Keanu Reeves, de 61 años, presentó una carta ante un tribunal de los Estados Unidos solicitando clemencia para el director de cine Carl Erik Rinsch, condenado por fraude millonario contra Netflix. En el documento, difundido el 28 de mayo, el actor manifestó su apoyo al cineasta, a quien conoce desde la producción de 47 Ronin (2011), y pidió que la sentencia sea atenuada por “medidas de indulgencia y clemencia”.
Rinsch, de 50 años, fue declarado culpable en diciembre de 2025 de haber desviado 11 millones de dólares que Netflix había destinado a la serie de ciencia‑ficción White Horse (rebautizada posteriormente como Conquest).
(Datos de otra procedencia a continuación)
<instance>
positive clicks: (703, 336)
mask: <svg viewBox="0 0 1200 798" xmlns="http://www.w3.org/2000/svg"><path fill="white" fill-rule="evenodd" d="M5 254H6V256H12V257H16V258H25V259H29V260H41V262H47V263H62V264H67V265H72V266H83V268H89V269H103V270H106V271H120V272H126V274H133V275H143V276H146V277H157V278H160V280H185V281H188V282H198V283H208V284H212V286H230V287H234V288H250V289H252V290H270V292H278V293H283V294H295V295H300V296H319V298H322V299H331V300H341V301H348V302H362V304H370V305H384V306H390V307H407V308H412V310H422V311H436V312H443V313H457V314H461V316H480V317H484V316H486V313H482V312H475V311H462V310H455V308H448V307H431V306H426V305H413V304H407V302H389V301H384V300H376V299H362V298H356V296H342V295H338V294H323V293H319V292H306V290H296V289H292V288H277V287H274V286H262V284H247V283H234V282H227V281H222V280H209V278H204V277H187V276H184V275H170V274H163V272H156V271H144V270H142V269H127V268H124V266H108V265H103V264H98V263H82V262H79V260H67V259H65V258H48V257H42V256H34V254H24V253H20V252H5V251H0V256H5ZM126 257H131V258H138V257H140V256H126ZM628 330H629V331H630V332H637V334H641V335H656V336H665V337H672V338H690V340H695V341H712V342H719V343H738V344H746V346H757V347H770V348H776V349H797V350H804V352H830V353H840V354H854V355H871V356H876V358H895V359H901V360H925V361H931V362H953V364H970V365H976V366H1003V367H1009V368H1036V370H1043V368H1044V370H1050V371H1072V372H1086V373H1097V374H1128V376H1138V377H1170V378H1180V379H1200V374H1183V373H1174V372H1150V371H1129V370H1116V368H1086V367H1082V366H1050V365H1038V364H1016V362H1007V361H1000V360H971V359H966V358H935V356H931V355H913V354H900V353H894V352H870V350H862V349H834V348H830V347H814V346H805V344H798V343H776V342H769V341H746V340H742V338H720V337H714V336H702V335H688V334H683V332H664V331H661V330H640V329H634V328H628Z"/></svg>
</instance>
La Fiscalía del Distrito Sur de Nueva York señaló que el director transfirió los fondos a cuentas personales, gastando parte en lujos como Rolls‑Royce, un Ferrari, relojes suizos y muebles, y destinó el resto a inversiones especulativas que colapsaron en menos de dos meses.
Según la carta, Reeves conoce a Rinsch desde aproximadamente 15 años, mantuvo contacto después de la película, asistió a su boda en Uruguay (2014) y lo visitó en Los Ángeles. El actor describió a White Horse como “una obra de arte extraordinaria y visionaria, aunque inconclusa”, y explicó que el director pudo haberse “saboteado a sí mismo” al ampliar el alcance del proyecto más allá de lo pactado.
Reeves aclaró que su intervención no busca excusar el delito ni minimizar la responsabilidad del director, sino ofrecer una posible explicación del comportamiento de Rinsch y solicitar que la condena sea acompañada de “el castigo con el que tendrá que vivir”. La audiencia de sentencia está programada para el 29 de junio.
El caso de Rinsch incluye cargos de fraude electrónico y lavado de dinero, cada uno con una pena máxima de 20 años, además de cinco cargos por transacciones con bienes de origen ilícito. Netflix, que había adquirido el proyecto a Amazon en 2018 por más de 61 millones de dólares, canceló la serie en 2021 tras producir solo algunos clips promocionales, registrando una pérdida superior a 55 millones de dólares y obteniendo posteriormente un fallo arbitral de 12 millones de dólares contra el director.